The present disclosure will now be described with reference to the figures, which in embodiments relate to an interactive robot for providing interactive responses and social companionship to children or others. It is understood that the present technology may be embodied in many different forms and should not be construed as being limited to the embodiments set forth herein. Rather, these embodiments are provided so that this disclosure will be thorough and complete and will fully convey the technology to those skilled in the art. Indeed, the technology is intended to cover alternatives, modifications and equivalents of these embodiments, which are included within the scope and spirit of the technology as defined by the appended claims. Furthermore, in the following detailed description of the present technology, numerous specific details are set forth in order to provide a thorough understanding of the present technology. However, it will be clear to those of ordinary skill in the art that the present technology may be practiced without such specific details.


The terms “top” and “bottom,” “upper” and “lower” and “vertical” and “horizontal” as may be used herein are by way of example and illustrative purposes only, and are not meant to limit the description of the technology inasmuch as the referenced item can be exchanged in position and orientation. Also, as used herein, the terms “substantially,” “approximately” and/or “about” mean that the specified dimension or parameter may be varied within an acceptable manufacturing tolerance for a given application. In one embodiment, the acceptable manufacturing tolerance is ±2.5% of a given dimension.

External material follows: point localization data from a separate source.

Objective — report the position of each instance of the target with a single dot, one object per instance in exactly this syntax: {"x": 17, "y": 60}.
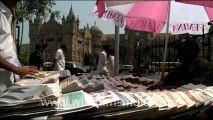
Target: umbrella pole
{"x": 166, "y": 41}
{"x": 117, "y": 38}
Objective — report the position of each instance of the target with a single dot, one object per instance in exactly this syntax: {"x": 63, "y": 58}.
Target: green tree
{"x": 88, "y": 59}
{"x": 27, "y": 9}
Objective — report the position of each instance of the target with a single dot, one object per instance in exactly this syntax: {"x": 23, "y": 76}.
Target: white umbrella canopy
{"x": 152, "y": 16}
{"x": 156, "y": 16}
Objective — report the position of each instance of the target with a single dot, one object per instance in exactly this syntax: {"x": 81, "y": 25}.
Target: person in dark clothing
{"x": 36, "y": 57}
{"x": 192, "y": 69}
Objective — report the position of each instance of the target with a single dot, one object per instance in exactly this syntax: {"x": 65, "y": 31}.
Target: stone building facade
{"x": 78, "y": 41}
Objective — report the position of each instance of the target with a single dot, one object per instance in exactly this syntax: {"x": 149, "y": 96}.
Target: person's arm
{"x": 17, "y": 70}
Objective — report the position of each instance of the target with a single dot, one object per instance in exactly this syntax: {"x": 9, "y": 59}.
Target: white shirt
{"x": 110, "y": 65}
{"x": 7, "y": 46}
{"x": 60, "y": 60}
{"x": 102, "y": 61}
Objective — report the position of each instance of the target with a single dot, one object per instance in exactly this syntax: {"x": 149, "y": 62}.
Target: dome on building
{"x": 95, "y": 27}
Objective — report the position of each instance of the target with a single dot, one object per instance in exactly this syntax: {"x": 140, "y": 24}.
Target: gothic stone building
{"x": 78, "y": 41}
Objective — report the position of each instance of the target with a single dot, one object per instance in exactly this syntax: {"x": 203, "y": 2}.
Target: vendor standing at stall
{"x": 8, "y": 56}
{"x": 192, "y": 69}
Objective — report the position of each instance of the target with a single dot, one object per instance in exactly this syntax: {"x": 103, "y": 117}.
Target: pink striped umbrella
{"x": 207, "y": 3}
{"x": 155, "y": 16}
{"x": 152, "y": 16}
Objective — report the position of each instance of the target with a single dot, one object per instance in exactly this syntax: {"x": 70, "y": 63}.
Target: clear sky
{"x": 80, "y": 9}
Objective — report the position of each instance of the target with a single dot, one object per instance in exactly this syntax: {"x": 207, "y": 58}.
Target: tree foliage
{"x": 26, "y": 9}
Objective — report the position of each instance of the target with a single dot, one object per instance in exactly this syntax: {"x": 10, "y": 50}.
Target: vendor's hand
{"x": 26, "y": 70}
{"x": 156, "y": 85}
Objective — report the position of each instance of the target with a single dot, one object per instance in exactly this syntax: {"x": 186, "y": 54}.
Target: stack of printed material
{"x": 73, "y": 102}
{"x": 107, "y": 101}
{"x": 28, "y": 100}
{"x": 71, "y": 84}
{"x": 63, "y": 73}
{"x": 48, "y": 79}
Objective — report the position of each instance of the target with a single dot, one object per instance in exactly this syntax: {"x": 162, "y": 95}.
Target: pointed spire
{"x": 87, "y": 26}
{"x": 77, "y": 19}
{"x": 71, "y": 12}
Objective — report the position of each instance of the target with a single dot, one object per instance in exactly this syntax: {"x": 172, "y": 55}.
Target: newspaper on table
{"x": 16, "y": 95}
{"x": 71, "y": 84}
{"x": 75, "y": 101}
{"x": 48, "y": 79}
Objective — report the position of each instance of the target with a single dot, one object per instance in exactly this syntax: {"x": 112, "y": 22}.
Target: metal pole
{"x": 167, "y": 37}
{"x": 117, "y": 38}
{"x": 18, "y": 41}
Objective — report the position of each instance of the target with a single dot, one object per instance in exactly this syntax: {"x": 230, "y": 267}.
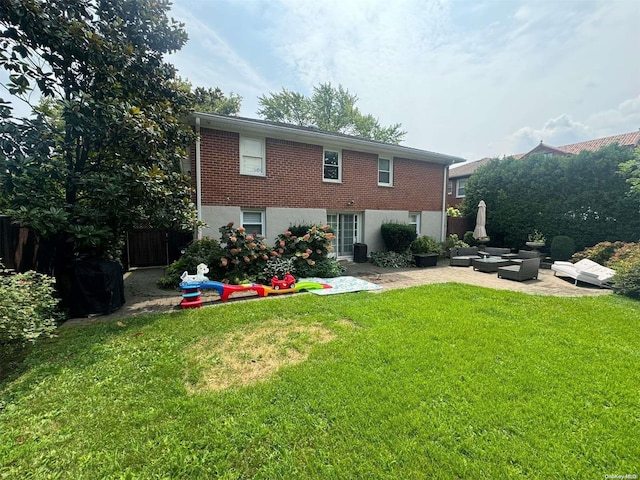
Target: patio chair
{"x": 462, "y": 256}
{"x": 527, "y": 269}
{"x": 586, "y": 271}
{"x": 523, "y": 254}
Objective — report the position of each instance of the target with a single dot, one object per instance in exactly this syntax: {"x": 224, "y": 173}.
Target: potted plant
{"x": 536, "y": 240}
{"x": 426, "y": 250}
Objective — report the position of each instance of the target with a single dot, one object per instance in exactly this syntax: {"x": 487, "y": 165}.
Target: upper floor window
{"x": 332, "y": 166}
{"x": 385, "y": 172}
{"x": 414, "y": 219}
{"x": 252, "y": 157}
{"x": 460, "y": 184}
{"x": 253, "y": 221}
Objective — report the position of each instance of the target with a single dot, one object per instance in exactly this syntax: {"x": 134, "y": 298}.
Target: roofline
{"x": 316, "y": 137}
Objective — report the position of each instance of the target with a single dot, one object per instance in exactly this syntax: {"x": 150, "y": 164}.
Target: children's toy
{"x": 199, "y": 277}
{"x": 192, "y": 284}
{"x": 288, "y": 281}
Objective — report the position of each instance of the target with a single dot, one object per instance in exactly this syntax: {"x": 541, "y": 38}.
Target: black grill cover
{"x": 97, "y": 288}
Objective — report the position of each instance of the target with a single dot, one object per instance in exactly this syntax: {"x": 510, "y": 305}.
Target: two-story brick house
{"x": 267, "y": 176}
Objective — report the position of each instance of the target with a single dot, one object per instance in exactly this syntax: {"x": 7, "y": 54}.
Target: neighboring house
{"x": 459, "y": 175}
{"x": 267, "y": 176}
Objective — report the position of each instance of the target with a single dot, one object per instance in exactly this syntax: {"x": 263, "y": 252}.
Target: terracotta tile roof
{"x": 626, "y": 139}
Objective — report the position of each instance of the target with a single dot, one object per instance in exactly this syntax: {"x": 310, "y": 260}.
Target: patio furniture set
{"x": 519, "y": 266}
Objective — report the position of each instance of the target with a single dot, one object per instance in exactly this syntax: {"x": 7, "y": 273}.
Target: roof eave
{"x": 319, "y": 137}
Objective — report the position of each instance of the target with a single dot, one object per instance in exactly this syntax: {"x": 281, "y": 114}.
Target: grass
{"x": 440, "y": 381}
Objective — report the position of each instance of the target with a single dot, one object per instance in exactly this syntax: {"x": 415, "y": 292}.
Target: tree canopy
{"x": 212, "y": 100}
{"x": 102, "y": 153}
{"x": 583, "y": 197}
{"x": 329, "y": 108}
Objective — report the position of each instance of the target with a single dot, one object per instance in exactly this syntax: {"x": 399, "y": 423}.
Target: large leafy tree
{"x": 102, "y": 153}
{"x": 329, "y": 108}
{"x": 583, "y": 197}
{"x": 631, "y": 170}
{"x": 212, "y": 100}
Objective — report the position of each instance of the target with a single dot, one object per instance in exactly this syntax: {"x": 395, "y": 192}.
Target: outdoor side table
{"x": 489, "y": 264}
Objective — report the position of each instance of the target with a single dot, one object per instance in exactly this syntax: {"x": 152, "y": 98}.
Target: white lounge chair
{"x": 586, "y": 271}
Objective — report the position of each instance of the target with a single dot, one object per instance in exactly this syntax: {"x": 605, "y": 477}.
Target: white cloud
{"x": 472, "y": 79}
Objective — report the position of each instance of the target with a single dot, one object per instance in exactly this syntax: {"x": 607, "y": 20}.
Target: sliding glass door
{"x": 346, "y": 229}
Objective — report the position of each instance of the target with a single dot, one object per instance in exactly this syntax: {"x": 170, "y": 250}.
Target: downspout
{"x": 198, "y": 180}
{"x": 443, "y": 229}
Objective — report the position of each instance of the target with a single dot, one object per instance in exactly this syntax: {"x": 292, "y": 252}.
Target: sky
{"x": 467, "y": 78}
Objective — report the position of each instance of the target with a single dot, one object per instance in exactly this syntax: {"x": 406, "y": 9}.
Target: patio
{"x": 143, "y": 296}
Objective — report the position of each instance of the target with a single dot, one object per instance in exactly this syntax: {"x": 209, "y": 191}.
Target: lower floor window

Referring now to FIG. 1, there is shown a perspective view of a completed robot 100 in accordance with the present technology, including a base 102, torso 104, arms 106 and 108, and head 110. In embodiments, the torso, arms and head of robot 100 are anthropomorphic, though they need not be in further embodiments. The robot 100 is shown in Cartesian space including axes X, Y and Z. For example, the torso 104 is configured to pan (i.e., rotate about the z-axis) with one degree of freedom relative to the base 102. The arms 106, 108 may each be configured to tilt and/or roll (i.e., rotate about the y-axis and/or x axis, respectively) with two degrees of freedom relative to the torso 104. And the head 110 is configured to pan and/or tilt (i.e., rotate about the z-axis and/or y axis, respectively) with two degrees of freedom relative to the torso 104. The pan, tilt and roll of the various movable components of robot 100 are explained in greater detail below.



FIGS. 2-5 show front, rear, left-facing and right-facing views of robot 100 respectively. In FIGS. 2-5, an outer layer 112 of robot 100 (shown in FIG. 1) is omitted. The base 102, torso 104, arms 108 and head 110 shown in FIGS. 2-4 (beneath the outer layer 112 in FIG. 1) may be formed of a polycarbonate or a variety of other high strength, light weight plastics, metals or other materials. The outer layer may be formed of hard materials such as plastic and soft materials such as fabric or plush as explained below.


As seen in FIGS. 2-5, the torso 104 may extend relatively seamlessly from the base 102. The torso 104 may be rotationally mounted to the base 102 for panning about the Z axis. Referring now to the interior view and exploded interior view of FIGS. 6 and 7, respectively, in one example, the torso 104 may be fixedly mounted to a torso base 104a, which is in turn supported on base 102 on bearings allowing rotation of the torso base and torso with respect to the base 102. A pinion ring 120 may be fixedly mounted in the base 102 and may extend up through a central opening in torso base 104a. The pinion ring 120 may be engaged by a rack gear 122 fixedly mounted on the torso base 104a and driven by a bi-directional motor 124. Upon receiving a control voltage from a controller (explained below), the motor 124 rotates the rack gear 122, causing panning of the torso 104 relative to the base 102 in a clockwise or counterclockwise direction. The torso 104 may be rotationally mounted to the base 102 by other drive mechanisms in further embodiments.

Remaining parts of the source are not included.